The reality of financial crime is that the same neural networks that can generate the perfect fake voice or clone a customer’s face can receive training Detect those counterfeits faster than human analysts. This paradox lies at the heart of where Instant payments can easily become instant fraud.
“the very interesting The conundrum we find ourselves in.” Entersect CEO Schalk Norte he told PYMNTS. “AI democratizes attack vectors. You no longer need to be an expert to conduct an attack.”
But despite the noise about synthetic personal information and deepfakes, the principles underlying digital trust have not yet been established, Nolte said. rewritten.
“If you take a step back, the foundations of authentication and security have not been established. influenced” he said.
Nolte said that only by combining AI-driven insights with timeless security fundamentals and collaborating across institutions can banks stay ahead of a fraud ecosystem that learns at machine speed.
Advertisement: SCROLL TO CONTINUE
The unchanging core of authentication
What is clear is that the rise of generative AI has lowered the technological barrier to entry, allowing anyone with a laptop to launch phishing campaigns that once required specialized code and infrastructure. Accessibility speeds up attacks, and of defense, Variables that determine bank security.
Also, Defense multiplier. Through the consortium, banks can flag fraudulent devices, IPs, or transaction signatures before they cause more damage.
Nolte said the pattern of fraud repeats at different institutions.
“The attacker attacks this bank and then the next bank,” he said. “If you only look at your own data, you may not notice patterns.
“Typically in the first instance, people can get away with a crime unless they have intelligence,” he added. “But the second time, we can stop it. With a consortium, we can avoid the losses of the first time. … If we actually partner, we’ll have enough data to see patterns. ”
Equally important to technical defense is education, helping customers understand what banks will and will not require.
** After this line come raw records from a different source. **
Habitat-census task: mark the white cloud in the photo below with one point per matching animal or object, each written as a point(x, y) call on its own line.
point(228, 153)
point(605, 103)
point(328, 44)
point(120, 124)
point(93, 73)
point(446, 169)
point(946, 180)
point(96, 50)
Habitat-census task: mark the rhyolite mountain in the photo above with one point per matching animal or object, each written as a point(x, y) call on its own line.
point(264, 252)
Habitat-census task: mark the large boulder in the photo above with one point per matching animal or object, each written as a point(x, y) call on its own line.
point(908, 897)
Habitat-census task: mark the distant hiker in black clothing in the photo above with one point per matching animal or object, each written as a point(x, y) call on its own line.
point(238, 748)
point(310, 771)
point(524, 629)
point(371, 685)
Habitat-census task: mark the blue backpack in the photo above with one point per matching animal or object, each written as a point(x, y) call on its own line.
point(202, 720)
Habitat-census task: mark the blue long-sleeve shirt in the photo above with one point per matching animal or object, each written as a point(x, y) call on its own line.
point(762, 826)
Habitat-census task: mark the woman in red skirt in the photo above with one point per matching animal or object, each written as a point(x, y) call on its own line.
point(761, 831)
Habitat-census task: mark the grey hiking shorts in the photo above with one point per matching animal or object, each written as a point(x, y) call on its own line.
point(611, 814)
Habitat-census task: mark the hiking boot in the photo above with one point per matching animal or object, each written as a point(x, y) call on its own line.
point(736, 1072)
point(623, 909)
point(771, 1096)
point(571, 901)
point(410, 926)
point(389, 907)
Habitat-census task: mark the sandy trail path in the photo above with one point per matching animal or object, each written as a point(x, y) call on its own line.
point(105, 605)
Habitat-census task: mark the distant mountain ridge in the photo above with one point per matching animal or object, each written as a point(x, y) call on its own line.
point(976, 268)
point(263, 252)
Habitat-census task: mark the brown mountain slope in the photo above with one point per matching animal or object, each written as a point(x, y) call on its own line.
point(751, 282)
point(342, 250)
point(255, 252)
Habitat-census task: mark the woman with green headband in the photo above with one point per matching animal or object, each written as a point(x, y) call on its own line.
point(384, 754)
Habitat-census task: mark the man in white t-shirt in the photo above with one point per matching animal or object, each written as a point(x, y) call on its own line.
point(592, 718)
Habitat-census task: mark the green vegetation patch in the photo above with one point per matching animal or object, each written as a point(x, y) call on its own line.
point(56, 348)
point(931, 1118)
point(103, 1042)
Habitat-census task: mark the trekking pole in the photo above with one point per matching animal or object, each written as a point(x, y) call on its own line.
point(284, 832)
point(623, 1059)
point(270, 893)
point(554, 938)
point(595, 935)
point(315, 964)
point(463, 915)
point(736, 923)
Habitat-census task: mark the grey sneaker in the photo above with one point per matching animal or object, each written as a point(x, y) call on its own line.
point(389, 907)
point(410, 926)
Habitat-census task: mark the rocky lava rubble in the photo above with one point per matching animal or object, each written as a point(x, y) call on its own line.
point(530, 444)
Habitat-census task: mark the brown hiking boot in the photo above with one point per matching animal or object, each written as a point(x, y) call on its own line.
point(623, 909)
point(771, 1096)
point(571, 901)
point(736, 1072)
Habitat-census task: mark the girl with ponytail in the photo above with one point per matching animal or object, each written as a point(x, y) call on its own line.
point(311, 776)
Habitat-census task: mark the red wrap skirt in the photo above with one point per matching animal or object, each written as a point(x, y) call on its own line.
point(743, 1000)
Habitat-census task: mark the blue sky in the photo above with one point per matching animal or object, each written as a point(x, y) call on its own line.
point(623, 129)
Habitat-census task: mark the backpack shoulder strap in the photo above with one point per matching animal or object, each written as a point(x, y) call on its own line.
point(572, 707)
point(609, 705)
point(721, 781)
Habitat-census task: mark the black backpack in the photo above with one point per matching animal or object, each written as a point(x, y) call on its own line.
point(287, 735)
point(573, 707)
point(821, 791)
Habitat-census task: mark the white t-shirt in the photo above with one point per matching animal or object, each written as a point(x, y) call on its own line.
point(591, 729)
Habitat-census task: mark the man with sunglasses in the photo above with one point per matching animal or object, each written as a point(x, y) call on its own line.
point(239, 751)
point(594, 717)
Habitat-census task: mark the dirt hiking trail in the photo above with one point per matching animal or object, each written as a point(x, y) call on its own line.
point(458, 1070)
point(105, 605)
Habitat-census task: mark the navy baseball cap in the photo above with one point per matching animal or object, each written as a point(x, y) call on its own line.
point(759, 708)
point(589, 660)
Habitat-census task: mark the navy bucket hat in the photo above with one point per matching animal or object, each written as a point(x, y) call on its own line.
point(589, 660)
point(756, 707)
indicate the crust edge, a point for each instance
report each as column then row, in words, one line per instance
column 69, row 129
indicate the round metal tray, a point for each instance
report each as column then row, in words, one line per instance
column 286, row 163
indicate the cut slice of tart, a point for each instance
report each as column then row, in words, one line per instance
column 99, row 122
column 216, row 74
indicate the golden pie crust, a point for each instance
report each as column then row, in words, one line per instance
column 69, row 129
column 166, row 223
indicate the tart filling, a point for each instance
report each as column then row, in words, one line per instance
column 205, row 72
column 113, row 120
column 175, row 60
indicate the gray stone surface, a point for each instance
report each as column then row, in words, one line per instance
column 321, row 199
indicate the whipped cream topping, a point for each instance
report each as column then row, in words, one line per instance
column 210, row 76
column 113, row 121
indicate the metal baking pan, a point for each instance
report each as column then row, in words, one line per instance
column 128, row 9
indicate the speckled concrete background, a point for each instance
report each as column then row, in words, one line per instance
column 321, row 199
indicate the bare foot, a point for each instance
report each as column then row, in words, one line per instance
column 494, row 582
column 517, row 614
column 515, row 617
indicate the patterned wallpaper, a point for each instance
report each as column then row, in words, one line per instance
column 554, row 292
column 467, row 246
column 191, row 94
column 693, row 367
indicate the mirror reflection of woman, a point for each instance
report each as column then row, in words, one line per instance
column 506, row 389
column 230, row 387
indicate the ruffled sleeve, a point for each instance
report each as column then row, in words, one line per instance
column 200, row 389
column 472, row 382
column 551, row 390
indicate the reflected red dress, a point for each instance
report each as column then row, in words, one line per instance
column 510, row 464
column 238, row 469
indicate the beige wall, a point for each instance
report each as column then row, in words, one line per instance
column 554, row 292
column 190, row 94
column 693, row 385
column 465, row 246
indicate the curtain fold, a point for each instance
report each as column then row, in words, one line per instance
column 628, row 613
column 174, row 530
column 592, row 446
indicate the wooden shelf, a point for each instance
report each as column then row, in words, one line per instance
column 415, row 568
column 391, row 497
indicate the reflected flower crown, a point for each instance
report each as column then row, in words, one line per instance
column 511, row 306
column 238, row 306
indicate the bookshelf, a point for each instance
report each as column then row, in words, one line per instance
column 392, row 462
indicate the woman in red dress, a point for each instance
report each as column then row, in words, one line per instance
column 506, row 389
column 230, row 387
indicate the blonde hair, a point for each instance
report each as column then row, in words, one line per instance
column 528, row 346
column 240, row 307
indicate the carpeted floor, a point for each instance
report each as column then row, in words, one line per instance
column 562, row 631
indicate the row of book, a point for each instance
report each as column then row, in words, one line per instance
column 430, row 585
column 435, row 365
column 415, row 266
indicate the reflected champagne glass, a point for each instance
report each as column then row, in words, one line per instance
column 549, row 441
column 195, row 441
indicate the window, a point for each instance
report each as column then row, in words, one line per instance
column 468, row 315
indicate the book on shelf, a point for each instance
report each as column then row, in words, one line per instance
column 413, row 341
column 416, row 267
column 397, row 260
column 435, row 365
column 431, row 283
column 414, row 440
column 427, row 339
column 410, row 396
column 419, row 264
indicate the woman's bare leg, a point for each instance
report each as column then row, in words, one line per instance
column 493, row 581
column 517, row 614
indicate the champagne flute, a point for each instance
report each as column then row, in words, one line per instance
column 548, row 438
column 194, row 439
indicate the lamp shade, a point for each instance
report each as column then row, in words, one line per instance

“Someone was calling customers pretending to be from their bank,” Nolte said, citing an example. “They just asked, ‘Have you seen any strange deals?'” The customer said “yes” or “no” and hung up. What the scammers did was record a voice and use AI to clone it and bypass the bank’s voice verification system. ”
This attack did not require stolen passwords or OTP codes, only human trust. Nolte also emphasized the need for authentication to be a dynamic process rather than a static checkpoint.
“You can’t rely on the fact that you sound like John on the other side,” he said. “You get two elements, you get two channels. … The same biometrics can also be used to test other signals. ”
The strategic future of AI in authentication
As AI becomes more deeply integrated into authentication, it is also reshaping how risk itself is measured.
“Free size model” It’s broken” Nolte said, adding that banks still rely on rigid playbooks such as push notifications and fallbacks to SMS, unintentionally inviting attackers to reverse engineer their defenses.
Instead, he said, banks should adopt dynamic orchestration and use AI to select the appropriate “treatment” for each risk, much like a doctor selects a drug based on a diagnosis.
We want to be your favorite news source.
Add us to your preferred sources list to see our news, data, and interviews in your feed. thank you!
“Antibiotics are effective if you have an infection, but they are less effective for headaches,” Nolte says.
Entersekt’s proprietary platform applies that logic in real-time, analyzing behavioral, device, and network data to determine which authentication methods to deploy.
“If this is a phishing attack, you put one mechanism in place, and if it’s a man-in-the-middle attack, you put another mechanism in place,” Nolte said. “Our philosophy from the beginning has been to strike a balance. [user experience (UX)] With security. ”
The challenge is integration. He said many financial institutions use multiple authentication vendors and their systems have “no input to each other.” Without a unified view, signals are siloed and fraud can slip through the cracks.
AI’s role is to connect those dots. Contexts turn static credentials into living profiles.
“We collect about 8.5 billion data points a year,” Nolte said, and this scale allows Entersect’s models to learn what “normal” looks like for each individual.
“The key is to determine what is normal for John, so you can determine what is abnormal,” he says.
The future of trust
As AI becomes embedded in financial structures, its role is shifting from reaction to prediction. The next generation of authentication will combine biometrics, behavior and consortium intelligence into a self-adjusting “trust structure” that recalibrates with each interaction, Nolte said.
He said he envisions a system that understands users by their rhythm rather than their credentials.
“I’ve seen you doing e-commerce on this device,” he said. “How can we use this to make banking safer and vice versa?”
Growing banks don’t just detect fraud faster. Intelligence can also be shared more quickly.
“This is still a big bullet, thick armor game,” Nolte said.
The future of trust belongs to those who build that armor together.